In letzter Zeit berichten viele Nutzer von mysteriösen Anrufen auf ihren Mobiltelefonen. Diese Anrufe werden oft als „Verpasster Anruf von Anonym“ angezeigt und sind nur von kurzer Dauer, oft ist nach der Annahme des Anrufs nur Stille für ein paar Sekunden zu hören, bevor die Verbindung endet. Solche Anrufe werfen bei den Betroffenen die Frage auf, ob möglicherweise ihre Antworten aufgezeichnet werden könnten. Diese Unsicherheit führt zu Verunsicherung und Misstrauen gegenüber solchen Anrufen.
Wie gailtal-journal.at berichtet, zielen diese sogenannten Ping-Calls darauf ab, Neugier oder Sorge zu wecken, um Rückrufe zu provozieren. Nutzer sollten sich darüber im Klaren sein, dass solche Rückrufe in der Regel zu teuren Premium-Diensten führen können, von denen Betrüger profitieren. Besonders problematisch sind Anrufe aus dem Ausland, da diese häufig mit hohen Kosten verbunden sind.

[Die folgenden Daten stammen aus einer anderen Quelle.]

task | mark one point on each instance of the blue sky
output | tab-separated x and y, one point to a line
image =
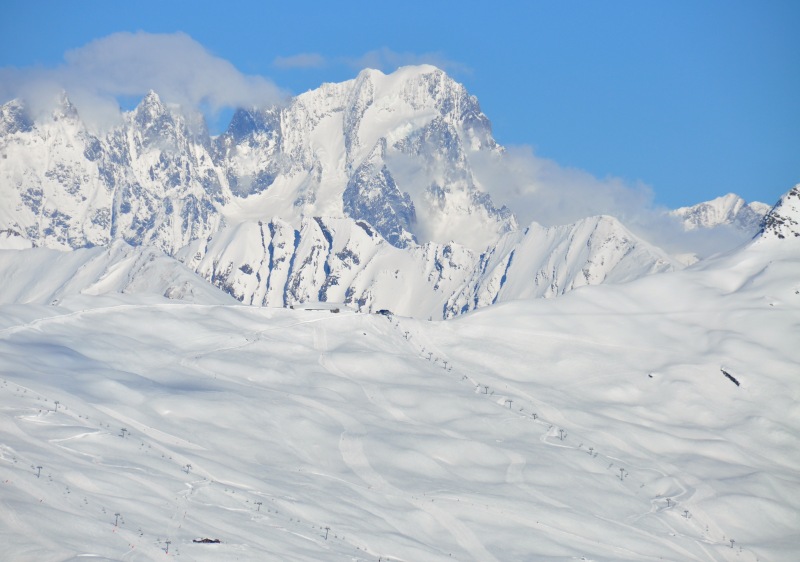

Ursprung und Gefahren der Anrufe
Die meisten derartigen Anrufe stammen von automatischen Systemen oder Unternehmen, die aktive Telefonnummern identifizieren möchten. Dabei ist das Ziel nicht, direkt mit jemandem zu sprechen, sondern die Zahl aktiver Nummern zu überprüfen. Anonyme Anrufe bieten oft keine Möglichkeit zum Rückruf, was sie zu einer lästigen, jedoch harmlosen Erfahrung für die meisten Nutzenden macht.
Ein wichtiger Punkt, den die Bundesnetzagentur hervorhebt, ist, dass Lock-Anrufe darauf ausgelegt sind, Rückrufe auf teure Rufnummern zu provozieren. Die Gefahr besteht zudem, dass ausländische Rufnummern mit deutschen Ortsnetzvorwahlen verwechselt werden können, was besonders irreführend ist. Beispielsweise könnte eine Vorwahl aus Madagaskar (00261) fälschlicherweise mit der aus Koblenz (0261) identifiziert werden.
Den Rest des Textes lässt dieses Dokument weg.